In support of this conclusion, which comports with the majority view in other jurisdictions that have considered similar issues, the Court pointed to the history of the health care proxy statute, where the Legislature considered but rejected an alternative bill that would have combined the roles of health care agent and attorney-in-fact, and noted that the statutory scheme ultimately enacted by the Legislature maintains a distinction between these fiduciary roles.  The Court also reasoned that if it were to define “health care decisions” more broadly, then many decisions made by a health care agent would override the more expansive powers allocated to an attorney-in-fact, guardian or conservator.

Rockingham County Nursing Home v. Harnois

In Rockingham County Nursing Home v. Harnois, Civil Action No. 11-11057-JGD, 2014 U.S. Dist.
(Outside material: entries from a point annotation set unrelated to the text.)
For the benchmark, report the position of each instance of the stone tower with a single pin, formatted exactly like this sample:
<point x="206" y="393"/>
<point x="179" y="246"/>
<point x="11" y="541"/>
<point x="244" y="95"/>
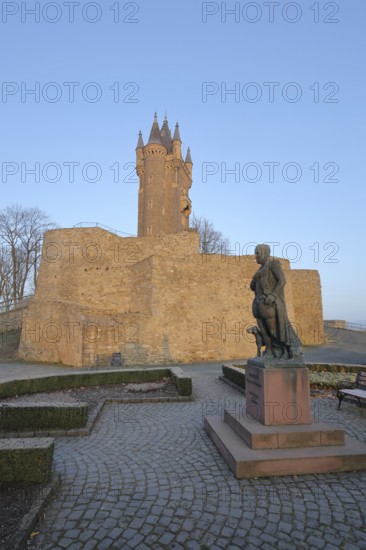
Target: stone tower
<point x="165" y="179"/>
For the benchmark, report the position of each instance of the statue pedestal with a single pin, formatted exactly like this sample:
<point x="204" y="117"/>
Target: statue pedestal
<point x="273" y="433"/>
<point x="277" y="395"/>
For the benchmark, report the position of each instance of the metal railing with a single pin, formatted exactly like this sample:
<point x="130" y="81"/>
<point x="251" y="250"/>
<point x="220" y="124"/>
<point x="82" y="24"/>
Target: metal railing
<point x="9" y="305"/>
<point x="355" y="326"/>
<point x="102" y="226"/>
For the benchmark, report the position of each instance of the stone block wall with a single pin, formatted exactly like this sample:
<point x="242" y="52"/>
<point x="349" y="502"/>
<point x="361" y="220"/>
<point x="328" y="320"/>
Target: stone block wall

LEXIS 3042 (January 10, 2014), the United States District Court for the District of Massachusetts addressed a nursing home’s fraudulent transfer claim against the trustee of an irrevocable trust.  The nursing home alleged that the settlor transferred to the trust her primary residence, which was also her primary asset, with the intent of avoiding her payment obligation to the nursing home, and that she did not receive equivalent value in return.  The nursing home also claimed that the trust would be unjustly enriched if it were permitted to keep the property.

The Court’s decision includes a lengthy discussion of the facts and certain procedural matters arising from the nursing home’s motion for partial summary judgment and the trust’s motion for leave to amend its answer to assert the statute of limitations as an affirmative defense.  Of particular note is the Court’s finding that the nursing home’s fraudulent conveyance claim is barred by the statute of limitations.  The Court explained that the Massachusetts Uniform Fraudulent Transfers Act (G.L. c. 109A, §§ 1, et seq.) provides that a claim must be brought within four years following the transfer or obligation, or within one year after the transfer or obligation was or could have been reasonably discovered by the claimant, and that a claim based on constructive fraud must be brought within four years after the transfer or obligation, regardless of the claimant’s knowledge.  Here, the Court found the nursing home’s claim to be time-barred, because the claim was based on constructive fraud and more than four years had passed.  Accordingly, the Court did not address the substance of the allegedly fraudulent transfer to the trust.